Both local commissioners and providers should explore further the operational delivery of joint 2 – 2 1⁄2 Year reviews as a significant developmental opportunity. This work should draw on learning from both local and national pilot areas and explore:

  • How health visiting, early years providers and children’s centres should approach the delivery of a joint review.
  • The potential nature and extent of logistical problems associate with delivery and potential solutions.
  • The potential inherent difficulties to embedding this across a whole system and potential solutions.
  • The establishment of a service wide measure for the identification of the number of joint 2-21/2 year reviews being undertaken.

Delivery of Consistent Messages by Health & Social Care Staff

Between the antenatal period and 5 years of age, children and families may come into contact with a wide range of health and social care staff. Within any of these contacts staff have a responsibility to provide specific advice and support relevant to particular issues that have been identified and to ensure ‘every contact counts’ public health messages are reinforced.

It is clear from both the workshops and feedback from users that the messages provided by NHS and social care staff are not always consistent leading to confusion for families.

The NHS’s role in the public’s health - A report from the NHS Future Forum (Jan 2012 ) set out a number of recommendations for both providers and commissioners to support the delivery of four key public health messages which should be incorporated into the requirements of any service specification.

  • Improving diet
  • Importance of physical activity
  • Responsible alcohol consumption
  • Smoking cessation

However there are a range of key messages with particularly relevance to the physical and mental health of children and families that also need to be delivered in a consistent manner across the range of providers.

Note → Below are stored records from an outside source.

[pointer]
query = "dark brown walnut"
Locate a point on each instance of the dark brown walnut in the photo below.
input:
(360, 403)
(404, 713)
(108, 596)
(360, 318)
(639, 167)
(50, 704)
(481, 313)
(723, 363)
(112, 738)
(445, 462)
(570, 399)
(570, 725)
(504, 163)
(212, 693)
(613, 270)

In addition to the four key public health messages commissioners and providers should work together to:

  • Identify and agree the key messages that are of particular relevance to the physical and mental health of children and families.
  • Identify and agree appropriate national/evidence based guidance relating to each of the above.
  • Develop and implement the necessary training for staff within provider organisations, utilising opportunities for the provision of joint training.
  • Develop and implement the necessary contracts, payments, incentives and monitoring arrangements (including user feedback) to encourage providers to ensure the required messages are delivered consistently.